Bu meselesinin bir başka boyutu daha vardı. 2011 Nisan ayında Süleymaniye’de başlayan Barzani’yi devirme amaçlı gösteriler patlak vermişti. Ve bu gösteriler Neo-Conlar tarafından destekleniyordu. O dönem Afganistan’da olan Michael Rubin  “2003 yılında Kürdistan’ı kurtarmaya yardım ettiğimizde bunu özgürlük, hukukun üstünlüğü ve adalet için yaptık. ABD milyarlarca doları ve 4 bin kurbanı Barzani ve Ashti Hawrami (IKYB Doğal Kaynaklar Bakanı) zengin olsun diye vermedi” demiş ve Süleymaniye Sara Meydanı’ndaki protestoculara bir mektup yazmıştı, “Sizler bu neslin özgürlük savaşçılarısınız ve kavganız önemlidir. Zafer kolay olmayacak. Kürt politikacılar eve dönmeniz için her şeyi söz verirler ama eylemler sözcüklerden daha önemlidir. (...) Süleymaniye her zaman cesur bir şehir olmuştur ve bu mücadeleniz yayılacaktır. Erbil hatta Duhok talep ettiğiniz özgürlükleri arzuluyor. (...) Tek pişmanlığım şu Afganistan’da çalışıyor olmam ancak olayları yakından takip ediyorum. Tanrı’nın inayetiyle biliyorum ki bir sonraki ziyaretim adaletin egemen olduğu özgür bir Kürdistan’a olacak." 

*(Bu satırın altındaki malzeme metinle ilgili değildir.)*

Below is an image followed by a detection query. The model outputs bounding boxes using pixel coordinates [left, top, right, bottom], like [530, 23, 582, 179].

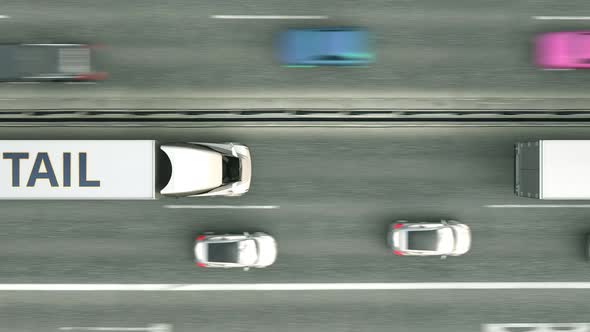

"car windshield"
[408, 230, 438, 251]
[207, 242, 239, 263]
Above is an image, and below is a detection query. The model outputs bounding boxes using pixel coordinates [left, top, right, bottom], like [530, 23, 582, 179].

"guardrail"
[0, 109, 590, 122]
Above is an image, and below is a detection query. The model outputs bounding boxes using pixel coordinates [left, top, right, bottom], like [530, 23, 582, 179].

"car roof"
[207, 241, 239, 263]
[282, 28, 370, 62]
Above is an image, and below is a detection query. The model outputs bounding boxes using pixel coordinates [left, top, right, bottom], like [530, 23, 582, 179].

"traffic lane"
[0, 127, 589, 283]
[0, 200, 589, 283]
[0, 290, 588, 332]
[0, 0, 590, 98]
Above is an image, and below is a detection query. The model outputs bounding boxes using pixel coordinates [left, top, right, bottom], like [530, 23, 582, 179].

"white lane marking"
[485, 204, 590, 209]
[164, 205, 280, 210]
[481, 323, 590, 332]
[210, 15, 328, 20]
[0, 282, 590, 292]
[59, 324, 172, 332]
[59, 326, 151, 331]
[532, 16, 590, 21]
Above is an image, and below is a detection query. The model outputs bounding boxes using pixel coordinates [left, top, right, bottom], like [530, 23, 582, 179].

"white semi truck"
[0, 140, 251, 200]
[514, 140, 590, 200]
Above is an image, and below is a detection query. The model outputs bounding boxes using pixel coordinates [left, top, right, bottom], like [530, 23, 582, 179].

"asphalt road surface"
[0, 126, 590, 283]
[0, 291, 589, 332]
[0, 0, 590, 107]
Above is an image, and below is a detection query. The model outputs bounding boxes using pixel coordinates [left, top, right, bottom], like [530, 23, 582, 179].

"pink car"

Yeri gelmişken belirtelim, Rubin bir nevi Cumhuriyet mitinglerinin de fikir babasıydı. 

1 Şubat 2007 tarihli “Türkiye’nin İslamcı bir Cumhurbaşkanı olacak mı?” başlıklı yazısında “Türkiye’deki sivil toplum kuruluşları bu meydan okumaya karşı (Erdoğan’ı kastediyor) göğüs gerebilecek kadar güçlüdür. Parlamento Erdoğan’ın Cumhurbaşkanlığını onaylayacak olursa sokaklarda gösteriler ve şiddet içerikli protestolar olacaktır” diyordu. 

2015 yazında da Barzani karşıtı İran destekli bir hareketlilik yaşanmıştı. O dönem Dışişleri Müsteşarı olan Feridun Sinirlioğlu liderliğinde bir heyet Kuzey Irak’a giderek KDP lideri Mesud Barzani, KYB lideri Celal Talabani ve Goran lideri Noşirvan Mustafa ile görüşmüştü. 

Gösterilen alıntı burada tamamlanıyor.